LLM Configuration
Under the hood, cleankoda relies on LiteLLM as an abstraction layer. This gives you maximum flexibility when choosing your AI models: you can use virtually any provider and model supported by LiteLLM (e.g., Anthropic, OpenAI, Mistral, Google Gemini, Groq, Bedrock, or local instances via Ollama).
In addition, any OpenAI-compatible provider (such as llama.cpp, vLLM, LM Studio, or custom API endpoints) can be seamlessly integrated.
Configuration is handled interactively directly within the cleankoda TUI using slash commands:
1. Set Provider (/provider)
Enter the /provider command in the cleankoda command line to select your desired LLM provider:
/provider
Upon selection, you will be prompted to enter the corresponding API key for this provider.
2. Select model (/model)
Once the provider is active, select the desired language model using /model:
/model
Configuration storage location (config.json)

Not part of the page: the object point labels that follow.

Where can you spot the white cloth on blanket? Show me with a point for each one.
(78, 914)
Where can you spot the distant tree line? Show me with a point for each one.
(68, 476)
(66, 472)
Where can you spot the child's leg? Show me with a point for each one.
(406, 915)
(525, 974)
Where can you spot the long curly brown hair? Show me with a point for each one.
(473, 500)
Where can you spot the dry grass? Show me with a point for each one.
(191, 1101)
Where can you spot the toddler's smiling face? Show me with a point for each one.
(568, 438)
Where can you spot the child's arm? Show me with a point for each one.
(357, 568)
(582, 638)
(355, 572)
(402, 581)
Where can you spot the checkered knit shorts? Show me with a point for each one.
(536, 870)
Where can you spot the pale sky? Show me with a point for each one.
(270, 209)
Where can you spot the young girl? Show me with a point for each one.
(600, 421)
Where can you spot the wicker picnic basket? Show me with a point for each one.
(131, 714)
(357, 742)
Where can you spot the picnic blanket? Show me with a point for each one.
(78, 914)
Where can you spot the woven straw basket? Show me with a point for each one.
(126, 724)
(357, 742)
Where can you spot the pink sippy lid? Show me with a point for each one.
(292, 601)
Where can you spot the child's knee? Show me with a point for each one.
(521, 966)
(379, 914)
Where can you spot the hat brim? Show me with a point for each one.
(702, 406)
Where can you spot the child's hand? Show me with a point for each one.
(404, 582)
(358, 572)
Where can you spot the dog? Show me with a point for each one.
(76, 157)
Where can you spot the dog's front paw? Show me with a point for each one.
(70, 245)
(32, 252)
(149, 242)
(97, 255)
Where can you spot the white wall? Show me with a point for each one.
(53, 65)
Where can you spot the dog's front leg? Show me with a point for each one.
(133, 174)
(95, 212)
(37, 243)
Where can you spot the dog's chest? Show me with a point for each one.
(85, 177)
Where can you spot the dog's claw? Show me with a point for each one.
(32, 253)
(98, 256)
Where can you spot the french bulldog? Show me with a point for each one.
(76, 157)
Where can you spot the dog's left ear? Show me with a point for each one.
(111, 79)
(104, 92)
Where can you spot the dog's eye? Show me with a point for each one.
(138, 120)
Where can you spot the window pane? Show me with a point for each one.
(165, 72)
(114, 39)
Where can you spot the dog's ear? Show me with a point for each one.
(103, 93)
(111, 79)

The currently selected provider, the active model, and basic settings are persisted in your user directory:
~/.config/cleankoda/config.json
Example structure:
{
"provider": "mistral",
"model": "mistral-small-latest",
"temperature": 0.2,
"max_tokens": 4096,
}
Custom OpenAI-compatible providers (custom.json)
If you wish to use a custom endpoint or a service that offers an OpenAI-compatible interface (e.g., local serving via vLLM/Ollama or an internal corporate gateway), configure it in the following file:
~/.config/cleankoda/custom.json
{
"<custom-provider-name>": {
"name": "Custom LLM",
"api_base": "https://.../v1",
"models": [
"gemma4-12b",
"qwen-3.5"
],
"requires_api_key": true
},
Once these entries are present in custom.json, your custom provider and its models will automatically appear in the selection dialogs for /provider and /model.